- 392 Okunma
- 0 Yorum
- 0 Beğeni
Kardelen
Ben yerde cenin olmuşken buldu beni elleri, sevdi saçlarımı kaldırdı yerden. Yarı uykulu yarı sarhoş şekilde dışarı çıkardı beni, kaç sokaktan geçtik saymadım. Kaç araba kornası kaç küfür duydum bilmiyorum, bina mermer merdivenliydi bi onu hatırlıyorum, sevdim o pürüzsüz soğuk yüzeye çıplak ayakla basmayı. İçeri girdik beni yavaşça yatağa bıraktı, su sesleri geliyordu içeriden. Biraz sonra gelip beni soymaya başladı, karşı koymadım. Sonra kolumun altına girip beni banyoya taşıdı, küvete girdim su sıcaktı korktum. Sıcak şeyler bana çok uzaktı yadırgandım su beni istemiyordu, kalkacak oldum omzumdan bastırdı. Kendisi de soyunmuştu bu küvet ikimize fazlaydı, karşıma oturdu. Yüzümü izlemeye dokunmaya başladı. Bir körün beynine yüz çukurlarını yazması gibiydi, sakalımı bıyığımı dövmelerimi sildi, okudu, anlamlar uydurdu kafasından. Ben felçli bir şekilde vücudumda değildim, bizi dışarıdan izliyordum. Gerçekten normal insanların isteyebileceği en güzel zamanlardan birindeydik. Çok güzel görünüyorduk, içinde bulunduğumuz şey sudan çok daha fazlasına dönüşmüştü. Ya gök ya okyanus olmuştu, uçmakla yüzmek arasında pek fark göremiyordum ama bunların arkası derin siyahlık değildi, bunların arkası gün görebilene bulutlar dalgalar, kuşlar balıklardı. Bulut gibi yosun gibi hissediyordum, sanki onun bir parçasıydım hep orada varolmuş hiç sıkılmamış hiç yerimi yadırgamamış gibiydim. Gözlerim açıldığında o mavi koca gözleri karşımda gördüğümde düş mü gerçek mi anlamak için birkaç saniye beklemem gerekti. Sıcaklığı hissettim önce, sonra yüzümdeki pamuksu yumuşaklığı, elleriydi.
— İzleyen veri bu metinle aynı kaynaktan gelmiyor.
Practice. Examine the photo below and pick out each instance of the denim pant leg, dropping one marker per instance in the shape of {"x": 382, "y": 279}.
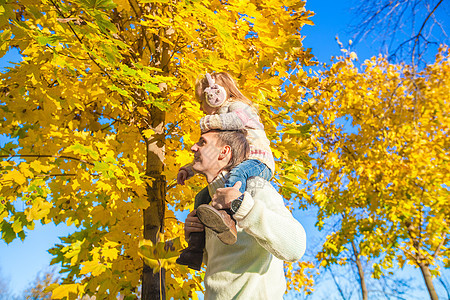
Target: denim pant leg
{"x": 245, "y": 170}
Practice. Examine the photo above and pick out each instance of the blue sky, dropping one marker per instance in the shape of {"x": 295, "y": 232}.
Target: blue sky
{"x": 21, "y": 261}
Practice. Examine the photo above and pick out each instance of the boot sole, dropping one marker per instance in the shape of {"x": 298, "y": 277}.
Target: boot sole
{"x": 214, "y": 221}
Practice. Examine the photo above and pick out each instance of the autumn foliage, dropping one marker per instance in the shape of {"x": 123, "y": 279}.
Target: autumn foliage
{"x": 381, "y": 146}
{"x": 100, "y": 115}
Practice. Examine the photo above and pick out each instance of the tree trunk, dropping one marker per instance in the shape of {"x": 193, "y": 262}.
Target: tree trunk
{"x": 362, "y": 281}
{"x": 428, "y": 280}
{"x": 153, "y": 285}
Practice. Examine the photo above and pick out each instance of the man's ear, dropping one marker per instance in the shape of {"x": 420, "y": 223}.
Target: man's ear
{"x": 225, "y": 152}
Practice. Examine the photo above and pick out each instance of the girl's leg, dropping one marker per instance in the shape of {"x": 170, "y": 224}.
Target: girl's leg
{"x": 245, "y": 170}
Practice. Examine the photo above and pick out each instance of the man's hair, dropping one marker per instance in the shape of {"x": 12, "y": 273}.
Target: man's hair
{"x": 238, "y": 143}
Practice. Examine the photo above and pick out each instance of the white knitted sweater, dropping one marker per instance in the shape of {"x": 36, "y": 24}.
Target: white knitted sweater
{"x": 238, "y": 115}
{"x": 268, "y": 234}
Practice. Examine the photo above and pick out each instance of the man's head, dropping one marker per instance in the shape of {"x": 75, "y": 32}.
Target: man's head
{"x": 218, "y": 151}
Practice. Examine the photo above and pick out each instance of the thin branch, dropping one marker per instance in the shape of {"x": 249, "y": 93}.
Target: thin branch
{"x": 46, "y": 156}
{"x": 423, "y": 25}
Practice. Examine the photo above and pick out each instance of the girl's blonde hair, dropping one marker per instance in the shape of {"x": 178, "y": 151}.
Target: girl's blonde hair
{"x": 227, "y": 82}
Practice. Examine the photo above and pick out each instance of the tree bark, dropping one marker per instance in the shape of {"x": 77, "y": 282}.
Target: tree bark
{"x": 428, "y": 280}
{"x": 362, "y": 281}
{"x": 153, "y": 284}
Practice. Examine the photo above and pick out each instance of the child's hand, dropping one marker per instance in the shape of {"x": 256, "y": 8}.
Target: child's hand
{"x": 192, "y": 224}
{"x": 182, "y": 176}
{"x": 223, "y": 196}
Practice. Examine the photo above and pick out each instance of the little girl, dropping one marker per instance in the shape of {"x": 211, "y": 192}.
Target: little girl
{"x": 228, "y": 109}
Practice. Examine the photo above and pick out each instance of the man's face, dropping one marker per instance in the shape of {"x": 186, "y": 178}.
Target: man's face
{"x": 206, "y": 155}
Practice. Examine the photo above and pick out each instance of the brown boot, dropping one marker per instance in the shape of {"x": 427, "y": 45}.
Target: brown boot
{"x": 192, "y": 256}
{"x": 219, "y": 221}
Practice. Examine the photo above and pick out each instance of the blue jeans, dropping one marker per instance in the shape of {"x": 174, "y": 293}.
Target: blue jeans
{"x": 246, "y": 169}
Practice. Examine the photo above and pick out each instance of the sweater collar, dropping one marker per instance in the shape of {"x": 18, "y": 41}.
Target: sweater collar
{"x": 218, "y": 182}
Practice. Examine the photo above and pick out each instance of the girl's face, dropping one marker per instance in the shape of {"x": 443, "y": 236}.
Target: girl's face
{"x": 208, "y": 109}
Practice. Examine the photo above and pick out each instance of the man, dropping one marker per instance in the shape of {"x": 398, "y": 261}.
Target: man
{"x": 267, "y": 233}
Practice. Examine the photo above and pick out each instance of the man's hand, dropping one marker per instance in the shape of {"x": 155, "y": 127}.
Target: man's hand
{"x": 192, "y": 224}
{"x": 182, "y": 176}
{"x": 223, "y": 197}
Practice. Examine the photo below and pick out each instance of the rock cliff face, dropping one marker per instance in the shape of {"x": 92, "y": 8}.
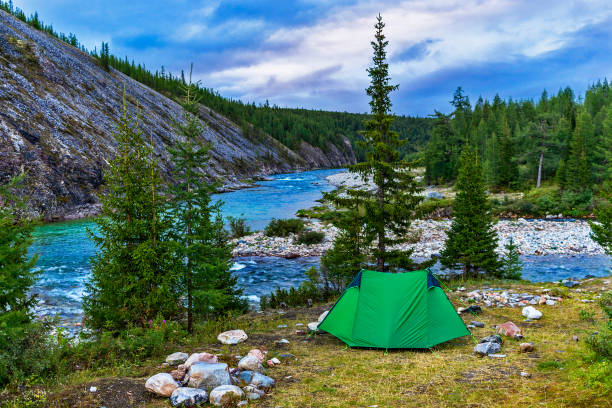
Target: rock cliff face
{"x": 58, "y": 109}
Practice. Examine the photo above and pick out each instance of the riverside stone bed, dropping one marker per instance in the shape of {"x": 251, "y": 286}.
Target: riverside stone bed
{"x": 534, "y": 237}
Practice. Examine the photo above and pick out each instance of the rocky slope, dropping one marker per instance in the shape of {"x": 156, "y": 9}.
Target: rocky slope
{"x": 57, "y": 118}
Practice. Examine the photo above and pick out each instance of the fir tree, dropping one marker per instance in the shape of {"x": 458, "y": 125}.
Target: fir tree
{"x": 578, "y": 176}
{"x": 388, "y": 210}
{"x": 16, "y": 268}
{"x": 134, "y": 274}
{"x": 199, "y": 231}
{"x": 471, "y": 240}
{"x": 511, "y": 265}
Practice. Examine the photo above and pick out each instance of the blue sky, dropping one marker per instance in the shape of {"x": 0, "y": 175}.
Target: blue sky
{"x": 314, "y": 53}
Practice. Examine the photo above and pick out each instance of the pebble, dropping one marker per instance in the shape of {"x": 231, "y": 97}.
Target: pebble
{"x": 177, "y": 358}
{"x": 161, "y": 384}
{"x": 531, "y": 312}
{"x": 188, "y": 397}
{"x": 232, "y": 337}
{"x": 223, "y": 395}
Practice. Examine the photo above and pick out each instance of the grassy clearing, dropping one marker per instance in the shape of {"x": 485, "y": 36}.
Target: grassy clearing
{"x": 327, "y": 374}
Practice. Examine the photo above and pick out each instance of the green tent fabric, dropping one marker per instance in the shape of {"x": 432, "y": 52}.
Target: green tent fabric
{"x": 394, "y": 310}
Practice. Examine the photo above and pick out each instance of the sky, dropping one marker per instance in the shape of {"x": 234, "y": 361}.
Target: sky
{"x": 314, "y": 53}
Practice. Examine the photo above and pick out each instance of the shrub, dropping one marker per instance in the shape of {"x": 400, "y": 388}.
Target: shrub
{"x": 310, "y": 237}
{"x": 282, "y": 228}
{"x": 238, "y": 227}
{"x": 25, "y": 348}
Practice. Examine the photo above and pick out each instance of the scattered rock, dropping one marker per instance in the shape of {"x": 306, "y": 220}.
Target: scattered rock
{"x": 225, "y": 395}
{"x": 313, "y": 326}
{"x": 208, "y": 376}
{"x": 531, "y": 312}
{"x": 494, "y": 338}
{"x": 257, "y": 379}
{"x": 258, "y": 354}
{"x": 323, "y": 316}
{"x": 508, "y": 329}
{"x": 250, "y": 363}
{"x": 483, "y": 349}
{"x": 188, "y": 397}
{"x": 232, "y": 337}
{"x": 177, "y": 358}
{"x": 161, "y": 384}
{"x": 179, "y": 373}
{"x": 526, "y": 347}
{"x": 200, "y": 358}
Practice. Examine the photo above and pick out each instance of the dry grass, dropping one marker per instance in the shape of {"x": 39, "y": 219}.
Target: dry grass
{"x": 327, "y": 374}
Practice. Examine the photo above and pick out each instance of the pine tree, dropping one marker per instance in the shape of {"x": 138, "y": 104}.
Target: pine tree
{"x": 471, "y": 240}
{"x": 511, "y": 265}
{"x": 389, "y": 209}
{"x": 16, "y": 268}
{"x": 134, "y": 273}
{"x": 199, "y": 232}
{"x": 578, "y": 176}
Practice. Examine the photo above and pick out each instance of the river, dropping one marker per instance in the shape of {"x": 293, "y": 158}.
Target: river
{"x": 65, "y": 249}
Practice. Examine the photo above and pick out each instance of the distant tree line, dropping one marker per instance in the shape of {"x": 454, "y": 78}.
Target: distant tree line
{"x": 523, "y": 144}
{"x": 288, "y": 126}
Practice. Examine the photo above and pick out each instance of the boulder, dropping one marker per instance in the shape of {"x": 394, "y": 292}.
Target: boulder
{"x": 188, "y": 397}
{"x": 200, "y": 358}
{"x": 322, "y": 316}
{"x": 484, "y": 349}
{"x": 161, "y": 384}
{"x": 494, "y": 338}
{"x": 225, "y": 395}
{"x": 250, "y": 363}
{"x": 179, "y": 373}
{"x": 531, "y": 312}
{"x": 313, "y": 326}
{"x": 258, "y": 354}
{"x": 508, "y": 329}
{"x": 177, "y": 358}
{"x": 232, "y": 337}
{"x": 257, "y": 379}
{"x": 208, "y": 376}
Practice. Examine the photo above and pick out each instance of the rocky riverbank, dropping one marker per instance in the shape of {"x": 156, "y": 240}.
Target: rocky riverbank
{"x": 533, "y": 237}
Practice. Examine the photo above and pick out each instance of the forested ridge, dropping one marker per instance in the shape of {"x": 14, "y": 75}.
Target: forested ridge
{"x": 290, "y": 126}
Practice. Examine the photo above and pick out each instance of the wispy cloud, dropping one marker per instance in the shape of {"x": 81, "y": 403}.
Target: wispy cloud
{"x": 314, "y": 53}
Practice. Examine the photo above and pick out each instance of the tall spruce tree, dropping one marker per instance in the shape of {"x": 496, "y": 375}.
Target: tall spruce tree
{"x": 471, "y": 240}
{"x": 389, "y": 209}
{"x": 198, "y": 226}
{"x": 135, "y": 272}
{"x": 578, "y": 175}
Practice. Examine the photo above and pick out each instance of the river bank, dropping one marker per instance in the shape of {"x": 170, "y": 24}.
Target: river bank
{"x": 532, "y": 237}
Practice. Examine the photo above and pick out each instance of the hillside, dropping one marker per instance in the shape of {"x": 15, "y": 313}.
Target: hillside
{"x": 57, "y": 118}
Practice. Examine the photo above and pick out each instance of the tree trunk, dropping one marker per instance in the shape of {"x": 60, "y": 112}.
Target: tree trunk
{"x": 540, "y": 170}
{"x": 380, "y": 261}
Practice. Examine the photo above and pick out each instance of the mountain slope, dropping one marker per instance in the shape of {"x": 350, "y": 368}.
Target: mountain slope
{"x": 57, "y": 117}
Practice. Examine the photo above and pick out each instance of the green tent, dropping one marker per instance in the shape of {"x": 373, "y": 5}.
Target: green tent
{"x": 394, "y": 310}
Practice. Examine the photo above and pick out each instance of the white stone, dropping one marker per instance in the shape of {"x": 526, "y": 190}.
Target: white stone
{"x": 161, "y": 384}
{"x": 177, "y": 358}
{"x": 208, "y": 376}
{"x": 232, "y": 337}
{"x": 531, "y": 312}
{"x": 225, "y": 394}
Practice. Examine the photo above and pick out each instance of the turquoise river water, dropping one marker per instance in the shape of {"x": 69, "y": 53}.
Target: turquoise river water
{"x": 65, "y": 249}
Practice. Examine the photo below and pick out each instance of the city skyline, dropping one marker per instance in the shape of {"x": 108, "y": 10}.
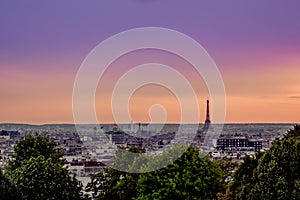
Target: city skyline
{"x": 255, "y": 45}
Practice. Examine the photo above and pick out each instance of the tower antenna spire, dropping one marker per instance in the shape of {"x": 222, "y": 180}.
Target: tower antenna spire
{"x": 207, "y": 119}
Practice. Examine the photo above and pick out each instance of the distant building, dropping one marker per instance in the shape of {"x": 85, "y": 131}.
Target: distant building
{"x": 237, "y": 142}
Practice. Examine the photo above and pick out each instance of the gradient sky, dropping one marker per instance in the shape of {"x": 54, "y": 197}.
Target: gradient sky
{"x": 255, "y": 44}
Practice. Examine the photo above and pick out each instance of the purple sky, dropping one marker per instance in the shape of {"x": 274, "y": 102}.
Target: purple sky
{"x": 50, "y": 37}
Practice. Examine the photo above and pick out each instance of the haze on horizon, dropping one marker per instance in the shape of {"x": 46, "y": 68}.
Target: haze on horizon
{"x": 255, "y": 45}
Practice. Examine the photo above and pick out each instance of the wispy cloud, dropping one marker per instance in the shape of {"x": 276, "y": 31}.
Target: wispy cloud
{"x": 294, "y": 97}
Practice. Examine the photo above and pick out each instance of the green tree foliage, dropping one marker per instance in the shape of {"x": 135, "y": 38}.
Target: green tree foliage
{"x": 189, "y": 177}
{"x": 37, "y": 171}
{"x": 278, "y": 172}
{"x": 41, "y": 178}
{"x": 243, "y": 177}
{"x": 34, "y": 147}
{"x": 272, "y": 175}
{"x": 7, "y": 190}
{"x": 113, "y": 184}
{"x": 294, "y": 133}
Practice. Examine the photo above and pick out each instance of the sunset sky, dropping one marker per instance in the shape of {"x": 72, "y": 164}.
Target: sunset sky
{"x": 255, "y": 44}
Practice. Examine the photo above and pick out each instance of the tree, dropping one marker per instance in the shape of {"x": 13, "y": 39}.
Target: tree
{"x": 34, "y": 147}
{"x": 243, "y": 177}
{"x": 114, "y": 184}
{"x": 278, "y": 172}
{"x": 37, "y": 171}
{"x": 274, "y": 174}
{"x": 7, "y": 190}
{"x": 189, "y": 177}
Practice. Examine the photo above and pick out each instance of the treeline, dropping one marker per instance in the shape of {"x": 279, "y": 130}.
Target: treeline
{"x": 37, "y": 172}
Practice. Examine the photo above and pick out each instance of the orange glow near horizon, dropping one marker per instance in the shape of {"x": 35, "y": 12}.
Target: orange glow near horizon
{"x": 256, "y": 95}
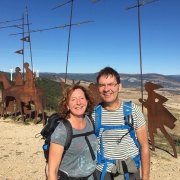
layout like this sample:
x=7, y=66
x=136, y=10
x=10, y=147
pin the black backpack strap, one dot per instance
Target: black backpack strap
x=87, y=141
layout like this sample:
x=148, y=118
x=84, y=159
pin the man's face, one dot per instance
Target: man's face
x=109, y=88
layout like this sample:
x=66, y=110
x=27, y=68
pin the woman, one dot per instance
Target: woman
x=77, y=162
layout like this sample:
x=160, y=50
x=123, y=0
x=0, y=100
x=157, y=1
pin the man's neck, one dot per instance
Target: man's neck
x=112, y=106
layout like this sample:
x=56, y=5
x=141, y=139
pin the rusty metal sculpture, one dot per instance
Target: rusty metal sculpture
x=158, y=115
x=25, y=93
x=10, y=100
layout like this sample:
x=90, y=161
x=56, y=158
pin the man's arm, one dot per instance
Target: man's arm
x=145, y=154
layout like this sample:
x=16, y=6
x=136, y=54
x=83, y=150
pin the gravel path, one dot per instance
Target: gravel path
x=22, y=158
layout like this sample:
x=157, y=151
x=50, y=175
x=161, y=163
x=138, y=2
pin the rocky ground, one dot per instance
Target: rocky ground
x=22, y=158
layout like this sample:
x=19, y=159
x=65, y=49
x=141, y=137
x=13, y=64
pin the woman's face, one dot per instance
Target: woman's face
x=77, y=103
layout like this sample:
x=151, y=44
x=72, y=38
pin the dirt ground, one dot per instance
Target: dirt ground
x=22, y=158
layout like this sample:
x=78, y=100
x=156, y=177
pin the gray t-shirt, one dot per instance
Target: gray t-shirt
x=77, y=161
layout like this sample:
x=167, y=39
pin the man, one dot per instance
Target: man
x=116, y=147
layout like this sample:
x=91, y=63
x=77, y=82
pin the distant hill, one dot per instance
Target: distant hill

Ona doğru yaklaşıp onu öptüm, karşılık vermedi bana, şaşırdı. Ellerini tutup kulağına fısıldadım;
Hangi gölgelerde kaybolmuştu ışığın?
O hala şaşkındı gözleri bir an olsun kapanmadı, bir an için titredi ve uyandı. Uyanır uyanmaz göğsüme bastırıp beni küvetin derinlerine doğru itti, dışarı sular döküldü dev bir tsunami gibiydi. Üzerime oturdu beni öpmeye başladı, bunlar nasıl duygulardı? Dudakları, omuzları, boynu, göğüsleri kilden yapılmış gibi biçimliydi. Hayal ürünüm olmasından korkar olmuştum. Ellerim kalçasını kavramıştı iki yönden, hissediyordum onu, saçlarımı çekip dudağımı ısırıyordu. Bu aşktan başka bir şey değildi, şehvetti. Adeta boşluktan düşmekti, atladım ve sonu ne zaman gelecek ve bunca hızla yol alan bedenim ne zaman yerle bir olup paramparça edilir onu düşünüyordum. Her hareketimizle dalgalar büyüyor koca bir şehri sırılsıklam ediyorduk. Onu altıma alıp döndüm, kafasını geriye doğru büküyor. Üflemeli bir çalgı en tiz sesinden uzun bir soluk veriyordu, kirpik aralarıma değdi. Onu hissetmek bir notanın aralıksız, nağmesiz nefessiz çalması beynimin tüm boşluklarında yankılanması gibiydi. İçim onunla dolarken dışım onunla boşalıyordu. Yankılanan müziklerin yeri yoktu hiç bir tarzda, hiç bir mekânda. Bu ruhani bir nota, ruhani bir sazdı. Dizlerim çözülmüş gözlerim görmez olmuştu, bunca zaman böyle hislerden vazgeçmiştim, şimdi ne olmuştu? Mutluluğun salgılandığı bedenim, rengim bile değişmişti, parmak uçlarım ve gördüğüm her renk daha canlıydı artık. O küvetin içinden saatlerce çıkmadık, daha rahat bir yer aramadık, daha çok ışık ya da daha fazla sıcaklık aramadık. Bu bizim hayatımızdı.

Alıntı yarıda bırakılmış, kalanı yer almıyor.